A meritocracia no Brasil começa com os portugueses, que chegaram aqui por seus próprios méritos, isto é, em embarcações fenícias, orientados por bússolas chinesas, números hindus e matemática arábica, para trazer deuses semitas, espada hitita e língua latino-mourisca, mostrando assim a superioridade europeia aos primitivos habitantes do “novo mundo”, cujos ancestrais também realizaram a incrível façanha de chegar aqui... meros vinte mil anos antes.Conquistaram esta terra também por seus próprios méritos, retribuindo a hospitalidade tupiniquim com gripe, varíola, sarampo, difteria, catapora, peste bubônica, coqueluche, febre tifoide, tuberculose, cólera, rubéola e outras doenças somadas às guerras que eles atiçaram entre os povos rivais que aqui encontraram.
Por seu próprio mérito descansavam enquanto chamavam de preguiçosos os sobreviventes daqueles que outrora aqui reinaram e que, escravizados juntos com os africanos, de fato construíam cidades e portos, trabalhavam lavouras, engenhos e minas.
O povo brasileiro nasceu desse grande mérito de subir na vida às custas de outrem infectando, traindo, semeando discórdia, roubando, matando, violentando e escravizando.
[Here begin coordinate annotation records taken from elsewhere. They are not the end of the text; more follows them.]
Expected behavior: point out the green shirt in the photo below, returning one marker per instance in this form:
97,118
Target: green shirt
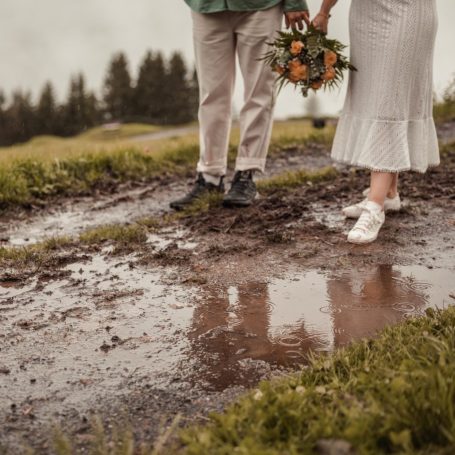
215,6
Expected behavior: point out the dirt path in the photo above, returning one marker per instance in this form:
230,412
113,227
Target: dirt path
70,217
211,305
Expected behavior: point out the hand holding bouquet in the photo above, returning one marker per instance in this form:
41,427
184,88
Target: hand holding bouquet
308,60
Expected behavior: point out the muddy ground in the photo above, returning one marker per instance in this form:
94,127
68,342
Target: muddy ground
211,304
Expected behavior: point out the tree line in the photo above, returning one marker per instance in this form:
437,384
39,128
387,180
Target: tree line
164,92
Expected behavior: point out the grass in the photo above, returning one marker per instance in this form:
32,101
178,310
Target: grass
127,237
51,167
394,394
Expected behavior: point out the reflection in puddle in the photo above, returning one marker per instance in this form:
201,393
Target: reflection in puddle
111,322
277,324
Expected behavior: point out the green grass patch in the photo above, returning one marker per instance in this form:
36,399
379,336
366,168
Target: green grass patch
49,167
393,394
125,237
121,235
25,181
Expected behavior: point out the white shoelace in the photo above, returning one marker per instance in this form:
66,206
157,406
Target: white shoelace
367,220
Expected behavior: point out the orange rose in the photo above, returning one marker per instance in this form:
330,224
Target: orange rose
279,69
294,64
296,47
329,74
298,74
330,58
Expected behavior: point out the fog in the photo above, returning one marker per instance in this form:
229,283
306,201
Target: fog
52,39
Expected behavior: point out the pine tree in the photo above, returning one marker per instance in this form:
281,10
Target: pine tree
149,102
80,110
20,124
118,90
47,117
178,92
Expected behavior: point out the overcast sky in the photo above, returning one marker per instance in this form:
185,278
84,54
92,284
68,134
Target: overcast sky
51,39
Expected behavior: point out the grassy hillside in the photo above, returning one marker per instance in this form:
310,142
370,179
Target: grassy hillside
48,167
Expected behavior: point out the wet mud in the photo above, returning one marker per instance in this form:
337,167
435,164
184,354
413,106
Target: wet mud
211,304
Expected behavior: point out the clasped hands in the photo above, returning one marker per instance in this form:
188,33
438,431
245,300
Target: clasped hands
296,19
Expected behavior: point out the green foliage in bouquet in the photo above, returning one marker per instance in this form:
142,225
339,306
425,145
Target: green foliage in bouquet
308,60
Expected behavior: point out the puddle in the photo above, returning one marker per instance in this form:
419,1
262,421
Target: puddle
109,325
79,216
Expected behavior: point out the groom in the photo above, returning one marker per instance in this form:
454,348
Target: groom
222,31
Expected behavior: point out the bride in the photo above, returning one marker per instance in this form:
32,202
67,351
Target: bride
386,125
O próprio termo “brasileiro” já denuncia: ladrão de pau-brasil ‒ e temos o dever patriótico de nos orgulhar disso.
Assim como os portugueses, nos apossamos de tecnologias alheias e as chamamos de nossas, como se tivéssemos o mérito de termos inventado o carro, o computador, a internet, o telefone, a televisão, e ainda denunciamos e duvidamos da legitimidade de um indígena que use uma dessas tecnologias, ainda que nós fumemos, comamos chocolate, masquemos chiclete, repousemos em redes e tomemos banho todos os dias como aprendemos com eles.
Aliás, talvez esse seja um dos maiores motivos do ódio que a grande maioria dos americanos tem, ainda que latente, contra os indígenas, porque eles nos lembram que embora tenhamos surgido aqui nunca seremos totalmente daqui, que somos fruto de um crime impune, uma extensão do holocausto colonizatório, que não somos nem um pouco melhores do que aqueles que nos orgulhamos tanto de termos expulsado.
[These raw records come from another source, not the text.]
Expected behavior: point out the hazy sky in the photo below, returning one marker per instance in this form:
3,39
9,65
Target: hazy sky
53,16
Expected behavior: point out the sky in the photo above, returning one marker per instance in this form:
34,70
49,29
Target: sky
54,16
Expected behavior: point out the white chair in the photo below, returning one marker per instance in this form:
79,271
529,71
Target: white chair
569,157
O que realmente houve foi uma troca de metrópole por filial e a independência do Brasil o tornou uma colônia de si mesmo, controlada por uma corja, em sua maioria descendente dos “meritocratas” coloniais e daqueles por eles trazidos posteriormente para limpar a nação dos que verdadeiramente a construíram, com sangue, suor e lágrimas ‒ inúteis, uma vez que não mais podiam ser escravizados. Eles também estufam os peitos para dizer que chegaram aonde chegaram por seus próprios méritos.
Meritocracia é algo lindo na teoria, mas, na prática, é como uma pessoa que adentra a sua casa dizendo ser sua amiga, apunhala pelas costas na primeira oportunidade, violenta e escraviza a sua família e a vizinha, toma tudo que é seu e se orgulha de ter subido na vida por seus próprios méritos, ainda dizendo que fez o favor de trazer a civilização e o progresso a você, primitivo selvagem inferior, que ousou viver em harmonia com a natureza ao invés de destruí-la. A meritocracia é linda na teoria porque só na teoria ela não inclui o crime.
...
O grande mérito dos europeus em sua invasão deste continente. Duvida?
Então me explique como as populações indígenas nas colônias europeias na África e Ásia não foram varridas do mapa como as daqui uma vez que seus invasores (séculos XVIII - XX) tinham tecnologias ainda mais avançadas.